La fréquence élevée des corps étrangers digestifs dans cette espèce fait de l’échographie un outil diagnostique de grand intérêt. L’aspect échographique normal du tractus digestif est identique à celui des autres carnivores domestiques, mais n’est réellement accessible qu’à l’aide de sondes de très haute fréquence (15 à 20 MHz) en raison de la faible épaisseur des structures. La présence de corps étrangers peut se manifester par la visualisation d’une ombre acoustique et/ou la présence d’une stase digestive : accumulation de liquide en amont et arrêt du péristaltisme. Une adénomégalie mésentérique est très souvent observée en cas de troubles digestifs. Le foie du furet présente les mêmes caractéristiques échographiques que celui des carnivores domestiques. Il doit être systématiquement exploré dans le cadre des bilans d’extension de la maladie surrénalienne, de l’insulinome ou du lymphome car il peut être le siège de métastases.

Pancréas

• Le pancréas est un organe difficile à visualiser car son échogénicité est peu différente de celle de la graisse qui l’entoure. La principale maladie rencontrée chez le furet est l’insulinome. C’est un processus tumoral, généralement cancéreux (métastases tardives dans le foie, la rate, les nœuds lymphatiques), qui touche les furets à partir de l’âge de 4 ans. Il se caractérise par des épisodes d’hypoglycémie entraînant une ataxie postérieure, un ptyalisme, des convulsions et un coma. Les cellules Β des îlots de Langerhans synthétisent de façon autonome des vagues d’insuline. Le diagnostic est avant tout clinique et biochimique (courbe de glycémie sur une journée).

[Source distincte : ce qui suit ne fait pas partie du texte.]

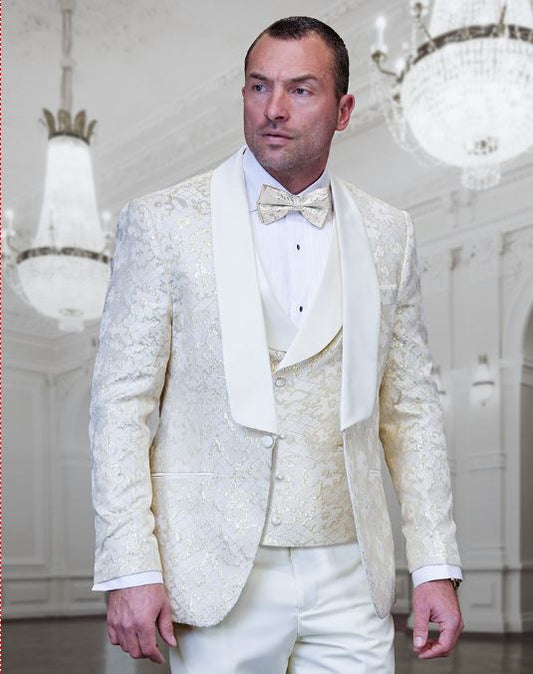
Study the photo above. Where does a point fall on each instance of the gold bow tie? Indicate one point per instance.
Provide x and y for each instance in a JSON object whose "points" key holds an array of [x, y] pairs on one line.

• L’échographie permet de le compléter en recherchant des nodules à l’intérieur du pancréas. Toutefois, il convient d’être prudent lors de l’interprétation des images car cet examen est moyennement sensible pour le diagnostic de l’insulinome. Selon certains auteurs, seul 1 furet sur 4 atteints d’insulinome présente un nodule pancréatique détectable à l’échographie. De nombreux nodules sont trop petits pour être identifiés.

Cœur

Chez le furet, l’échocardiographie requiert dans la majorité des cas une anesthésie, si le praticien souhaite procéder à un examen précis et aux mesures nécessaires. Elle fait appel aux mêmes principes que chez le chien ou le chat. Les différentes coupes, mode Doppler ou temps-mouvement sont utilisables afin de diagnostiquer les principales anomalies cardiaques décrites chez le furet, comme les cardiomyopathies hypertrophiques ou dilatées et les affections valvulaires. Face à la difficulté de mise en œuvre de cette procédure, une radiographie permet en première intention de détecter une cardiomégalie ou une insuffisance cardiaque congestive.

De nombreuses maladies peuvent être diagnostiquées par cet examen d’imagerie. Cependant, il convient de se méfier des interprétations abusives, notamment lors de suspicion de lymphome (diagnostic par excès).

Image échographique d’un kyste rénal.

Une hypertrophie de la glande surrénale gauche d’un furet suspect de maladie surrénalienne est notée à l’examen échographique. Sur g : glande surrénale gauche.